Researchers discover new microRNA-regulated pathway to boost iPS cell-derived platelet production

A team of researchers led by Professor Koji Eto (Department of Clinical Application) recently discovered the importance of a microRNA-based regulatory mechanism for enhancing the quality and quantity of platelets generated by iPS cell-derived megakaryocytes. The findings are published in the journal Nature Communications.

Megakaryocytes (MKs) are traditionally recognized for their primary function of platelet production. However, new evidence in recent years suggests they may also possess immunomodulatory functions.

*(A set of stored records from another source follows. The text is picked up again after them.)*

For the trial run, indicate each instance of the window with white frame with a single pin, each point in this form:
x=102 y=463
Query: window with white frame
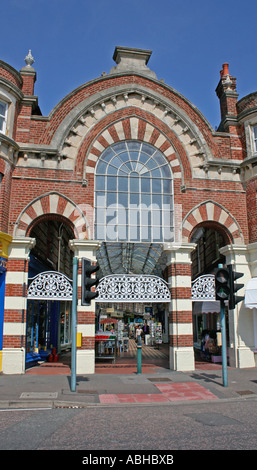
x=133 y=194
x=255 y=138
x=3 y=116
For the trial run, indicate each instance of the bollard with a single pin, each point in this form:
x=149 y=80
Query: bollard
x=139 y=357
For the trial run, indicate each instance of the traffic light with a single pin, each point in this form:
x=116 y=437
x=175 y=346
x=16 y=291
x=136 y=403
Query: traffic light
x=222 y=283
x=87 y=282
x=234 y=299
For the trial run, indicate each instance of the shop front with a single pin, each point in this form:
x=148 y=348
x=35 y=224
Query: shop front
x=49 y=307
x=5 y=240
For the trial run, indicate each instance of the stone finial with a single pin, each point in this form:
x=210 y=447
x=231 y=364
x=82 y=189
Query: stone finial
x=29 y=59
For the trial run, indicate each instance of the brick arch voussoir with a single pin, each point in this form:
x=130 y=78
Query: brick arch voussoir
x=108 y=125
x=210 y=213
x=50 y=205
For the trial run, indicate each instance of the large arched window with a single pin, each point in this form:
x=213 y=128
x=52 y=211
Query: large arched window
x=133 y=194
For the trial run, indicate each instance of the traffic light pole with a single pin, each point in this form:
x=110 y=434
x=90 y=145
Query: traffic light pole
x=74 y=325
x=224 y=343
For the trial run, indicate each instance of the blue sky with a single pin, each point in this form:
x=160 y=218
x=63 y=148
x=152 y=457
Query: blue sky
x=73 y=42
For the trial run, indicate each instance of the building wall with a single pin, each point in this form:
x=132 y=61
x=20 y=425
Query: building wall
x=48 y=165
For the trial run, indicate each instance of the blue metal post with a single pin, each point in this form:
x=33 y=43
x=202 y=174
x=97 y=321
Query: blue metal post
x=74 y=325
x=224 y=344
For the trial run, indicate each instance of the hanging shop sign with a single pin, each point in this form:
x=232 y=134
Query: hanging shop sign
x=203 y=288
x=3 y=264
x=133 y=288
x=50 y=285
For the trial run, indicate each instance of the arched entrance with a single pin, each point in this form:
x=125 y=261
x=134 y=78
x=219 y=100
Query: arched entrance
x=49 y=294
x=209 y=238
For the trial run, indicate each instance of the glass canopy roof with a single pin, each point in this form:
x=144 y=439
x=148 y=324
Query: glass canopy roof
x=129 y=258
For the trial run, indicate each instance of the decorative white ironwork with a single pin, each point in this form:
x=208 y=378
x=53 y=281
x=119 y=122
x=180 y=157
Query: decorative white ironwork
x=133 y=288
x=203 y=288
x=50 y=285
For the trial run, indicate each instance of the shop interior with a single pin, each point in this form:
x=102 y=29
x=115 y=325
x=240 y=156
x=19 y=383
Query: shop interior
x=117 y=327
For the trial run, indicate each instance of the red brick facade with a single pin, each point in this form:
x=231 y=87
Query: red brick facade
x=47 y=165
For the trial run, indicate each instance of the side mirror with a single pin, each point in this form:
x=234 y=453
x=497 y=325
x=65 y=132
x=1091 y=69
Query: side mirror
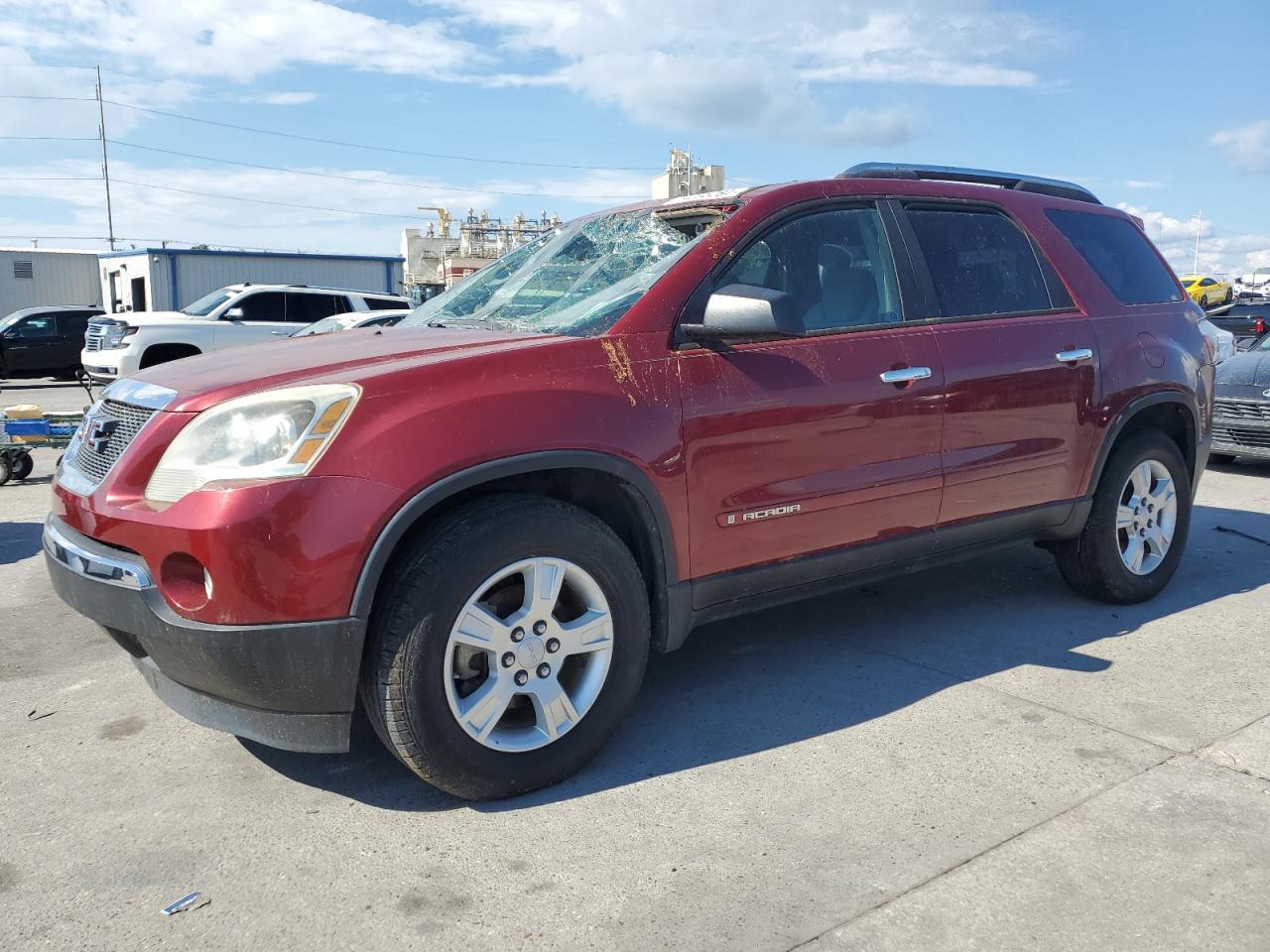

The research team recognized heterogeneity as a critical issue hindering the high-quality ex vivo manufacturing of iPS cell-derived platelets (iPSC-PLT) from immortalized MK progenitor cell lines (imMKCLs) and questioned whether they could identify specific imMKCL subpopulations based on differential microRNA (miRNA) activity.

Employing miRNA switch technology developed by Professor Hirohide Saito (Department of Life Science Frontiers), the researchers screened a library of more than 250 miRNA switches and identified 24 active miRNAs in imMKCLs. From these active miRNAs, they chose to focus on let-7a-5p and let-7g-5p miRNAs because they observed distinct imMKCL subpopulations with either high or low activity of these miRNAs.

The researchers next separated imMKCLs into let-7 high and low subpopulations to examine their gene expression patterns during proliferation or maturation by bulk RNA sequencing (RNA-seq). Notably, they found immune-related genes were enriched in both let-7 low proliferating and mature imMKCL subpopulations, characteristic of MK progenitor cells with immunomodulatory functions.

The researchers obtained similar results when they examined the transcriptome of let-7 low and let-7 high CD34+ hematopoietic progenitor cells (HPCs) derived from human embryonic stem cells, thus revealing that such properties (thrombopoietic vs. immunomodulatory MK progenitor cells) are determined as early as the HPC stage.

When they further examined imMKCL heterogeneity at the single-cell (sc) level by scRNA-seq, five transcriptomically distinct cell subpopulations were identified, two primarily comprised of let-7 low imMKCLs. An in-depth examination of upregulated genes in these two cell clusters suggests they likely represent a subset with functional duality (thrombopoietic and immunomodulatory) and an immunomodulatory MK progenitor subset.

By treating imMKCLs with a miRNA let-7a-5p inhibitor, the research team observed significant upregulation of immune-related genes, such as PF4, PPBP, ISG15, and IFIT3, in the let-7 low imMKCL cell clusters. Furthermore, let-7 inhibition enhanced the release of IL-8, a proinflammatory cytokine, by imMKCLs in response to immune stimulation, thus demonstrating the crucial role of let-7 in determining the fate of immunomodulatory imMKCLs.

The researchers continued their investigation to understand how let-7 regulates MK fate determination by searching for candidate upstream regulators responsible for orchestrating the transcriptomic changes unique to the let-7 low imMKCL cell clusters via bioinformatic analysis.

Notably, while regulators associated with myeloid development, such as GATA1 and KLF2, were predicted to be active in thrombopoietic imMKCLs, IRF7 and IRF3, known virus-inducible gene activators, were predicted to be activated in immunomodulatory imMKCLs.

A total of 20 upstream regulators were predicted to be active in both cell clusters, of which CUX1 and RALB were upregulated upon let-7 inhibition. Remarkably, whereas CUX1 overexpression did not affect IRF7, ISG15, and IFIT3 expression, RALB overexpression significantly upregulated those interferon signaling genes. Yet, RALB overexpression interestingly did not affect thrombopoiesis-related genes, suggesting that it acts downstream of let-7 miRNA specifically to regulate immune-related genes in immunomodulatory imMKCLs.

Based on this new knowledge about let-7-mediated effects in imMKCLs, the research team demonstrated that both genetic and pharmacologic RALB inhibition could improve imMKCL proliferation and platelet production.

Through this study, the researchers uncovered a previously unknown let-7-RALB regulatory axis, which will no doubt contribute to the enhanced industrial-scale manufacturing of iPSC-PLTs for clinical applications in the future.